Poco distante da Dabal, Alice maneggia abilmente una terrina di plastica facendola roteare alla ricerca di un milligrammo d’oro, una briciola quasi invisibile. Alza lo sguardo, due occhi neri e profondi come le buche della miniera fissano i nasara – così vengono chiamati i bianchi – poi ricomincia a far roteare la terrina corrosa dal mercurio e dal cianuro, i veleni usati dai bambini per lavare l’oro, anche se i giovani minatori negano l’utilizzo di queste sostanze. Ignari, forse, di inalare un metallo pesante potenzialmente letale. Ma tutto questo Alice non lo sa: in fondo ha soltanto sette anni, non parla francese, non sa nemmeno come sia fatto un banco di scuola, non ci è mai andata. Lavora alla miniera dalla mattina alla sera, magra e sporca sembra un’orfana assoldata come manovalanza da chi controlla quel lembo di savana poco distante dal villaggio di Dassà.
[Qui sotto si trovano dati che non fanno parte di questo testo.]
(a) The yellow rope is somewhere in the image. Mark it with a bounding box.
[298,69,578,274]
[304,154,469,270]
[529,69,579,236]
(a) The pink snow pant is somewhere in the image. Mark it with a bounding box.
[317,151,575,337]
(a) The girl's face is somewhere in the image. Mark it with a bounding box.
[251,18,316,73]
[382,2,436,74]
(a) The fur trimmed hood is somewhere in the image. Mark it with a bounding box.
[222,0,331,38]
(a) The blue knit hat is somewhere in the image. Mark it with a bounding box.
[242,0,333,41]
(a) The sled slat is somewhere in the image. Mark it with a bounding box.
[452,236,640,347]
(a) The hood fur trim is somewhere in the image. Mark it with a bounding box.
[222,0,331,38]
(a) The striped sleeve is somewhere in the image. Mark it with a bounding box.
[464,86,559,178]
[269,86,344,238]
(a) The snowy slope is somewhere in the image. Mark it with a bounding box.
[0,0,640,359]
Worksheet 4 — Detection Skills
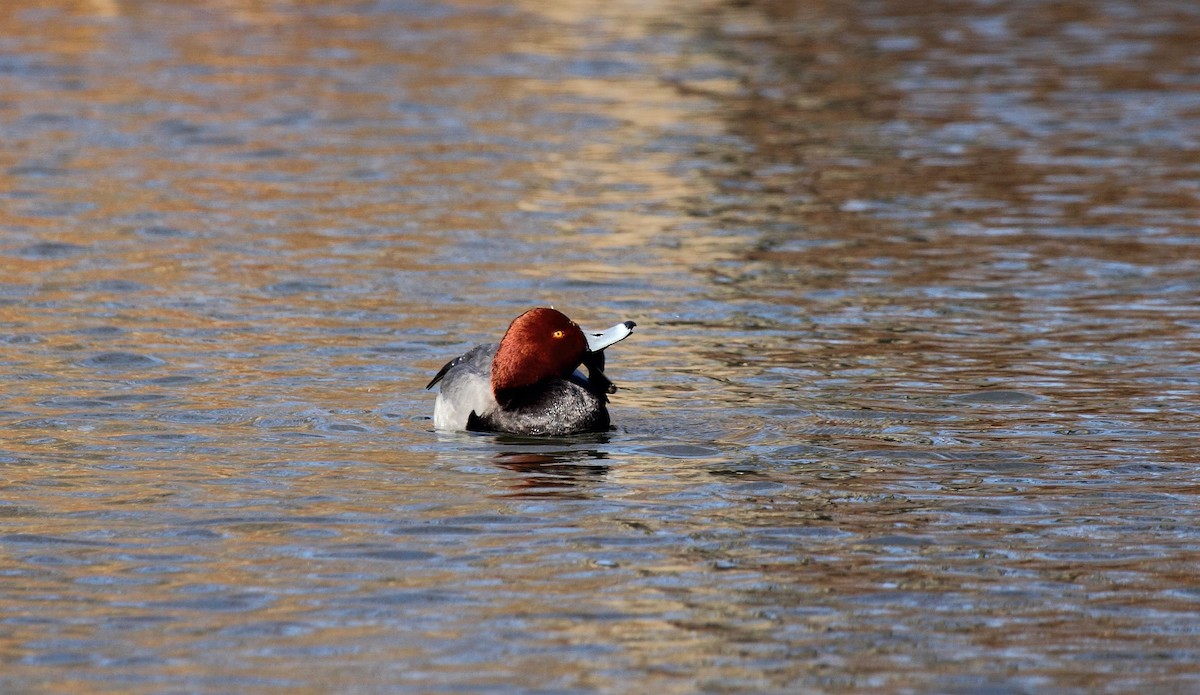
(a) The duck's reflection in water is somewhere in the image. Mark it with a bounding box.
[493,449,608,499]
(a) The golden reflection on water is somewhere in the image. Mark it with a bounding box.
[0,0,1198,693]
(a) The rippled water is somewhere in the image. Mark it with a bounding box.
[0,0,1200,694]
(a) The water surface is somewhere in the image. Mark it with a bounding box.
[0,0,1200,694]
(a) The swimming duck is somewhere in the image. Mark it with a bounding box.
[425,308,636,436]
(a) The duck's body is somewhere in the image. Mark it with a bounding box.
[426,308,635,436]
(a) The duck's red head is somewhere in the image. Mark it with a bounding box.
[492,308,588,405]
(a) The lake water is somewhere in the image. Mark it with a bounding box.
[0,0,1200,695]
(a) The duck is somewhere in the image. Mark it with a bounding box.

Ma a Nebià ci arriva con la madre che zappa la terra, dove sarà scavata una nuova buca, e due sorelle più piccole.
Alice è già stanca a metà giornata, ricoperta di polvere e affamata.
In certi momenti lancia uno sguardo alla bottiglia vuota, vorrebbe bere un sorso d’acqua, ma con i suoi sette anni sa che quell’acqua non è destinata a lei, sa che il desiderio di placare la sua sete e alleviare la gola arsa non può valere quanto i 15 mila franchi Cefa di un grammo d’oro, poco più di 20 euro, una piccola fortuna che può emergere dalla sua terrina.
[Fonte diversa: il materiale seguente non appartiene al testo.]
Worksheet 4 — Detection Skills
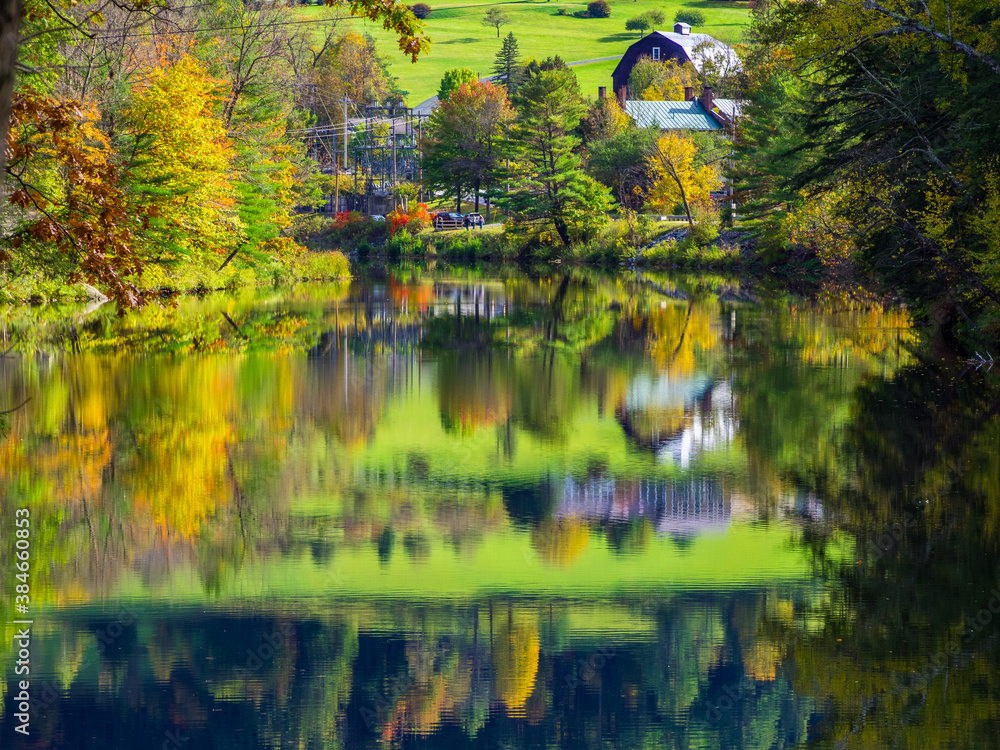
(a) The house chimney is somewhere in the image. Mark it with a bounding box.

Attraversando la miniera di Nebià se ne incontrano a decine di bambini e ragazzi in cerca del prezioso oro, analfabeti senza futuro né prospettive, convinti che basti tenere tra le mani qualche grammo del brillante minerale per assicurarsi una vita dignitosa, lontana dalla fame e dalla miseria, condizioni in cui la maggior parte dei bambini del buio continueranno invece a vivere ma ancora non lo sanno, i loro occhi innocenti brillano di una speranza che si riflette nella polvere dorata.
Lasciando le miniere di Nebià, ai più grandi si augura buona fortuna e ai più piccoli si allunga quasi con vergogna una manciata di caramelle in attesa che ancora qualcosa avvenga nel Paese degli uomini integri dove già qualcuno, sommessamente, sogna la rivoluzione.